Bitcoin Stabilizes Amid ETF Inflows, but Market Lacks Conviction for Sustained Rally

ETF inflows have finally turned positive, yet weak on-chain activity, defensive derivatives positioning, and a negative spot CVD indicate a market stabilizing without the strength needed for a meaningful upward move.

Crypto markets in Asia opened to steadier Bitcoin prices, but the overall tone remains cautious. Data suggests that selling has paused, yet the market is far from ready to accelerate. ETF flows, on-chain metrics, and derivatives pricing collectively point to a holding pattern rather than a breakout.

ETF and On-Chain Data
U.S. ETF flows posted the first sign of stabilization in weeks, with a $56.5 million inflow on December 9 following more than $1.1 billion in weekly redemptions throughout November, according to SoSoValue. Glassnode notes that while the recovery is real, it remains shallow. Momentum has improved, but spot CVD—tracking cumulative buy minus sell pressure—remains deeply negative. Derivatives positioning is defensive, on-chain activity sits near the lower end of its range, and short-term holders still dominate supply, keeping the market sensitive to volatility.

As Glassnode highlights, these mixed signals indicate a market stabilizing in price but structurally weak. The 14-day RSI, a momentum gauge, has moved back into midrange, reflecting Bitcoin’s recovery from last week’s extreme conditions.

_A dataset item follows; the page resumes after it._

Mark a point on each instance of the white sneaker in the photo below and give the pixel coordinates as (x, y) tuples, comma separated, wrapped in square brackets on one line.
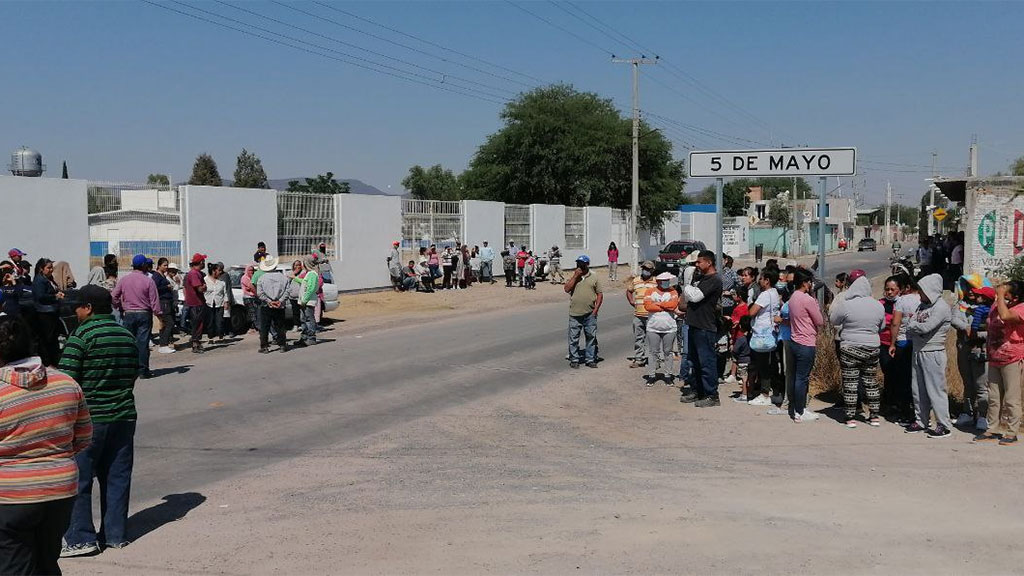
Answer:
[(761, 400), (809, 416)]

Derivatives and Volatility
Futures open interest has declined, the volatility spread remains heavily discounted, and options skew suggests traders are still hedging against downside risk rather than positioning for further upside.

On-Chain Activity
Active addresses remain near cycle lows, and realized cap growth is only 0.7%, indicating weak capital inflows. The supply structure remains fragile, dominated by short-term holders. Overall, Bitcoin’s rebound appears driven more by the absence of heavy selling than by strong buying demand.

Outlook
Until ETF inflows consistently turn positive and on-chain metrics show renewed activity, the market is likely to drift rather than trend. A clearer directional move will require a behavioral shift from both long-term holders and institutional allocators—neither of which is evident yet.

Market Snapshot

  • BTC: Bitcoin trades near $92,214 following a sharp U.S. session reversal, driven by spot demand and signs of seller exhaustion.
  • ETH: Ether hovers around $3,296, extending its outperformance with a 6% daily gain supported by short covering and improving sentiment.
  • Gold: Gold remains above $4,200, buoyed by U.S. labor data and expectations of a Fed rate cut, though momentum remains limited ahead of Wednesday’s policy decision.
  • Nikkei 225: Asia-Pacific markets edged higher as investors awaited China’s inflation data and a widely expected 0.25% Fed rate cut, with Japan’s Nikkei 225 up 0.82%.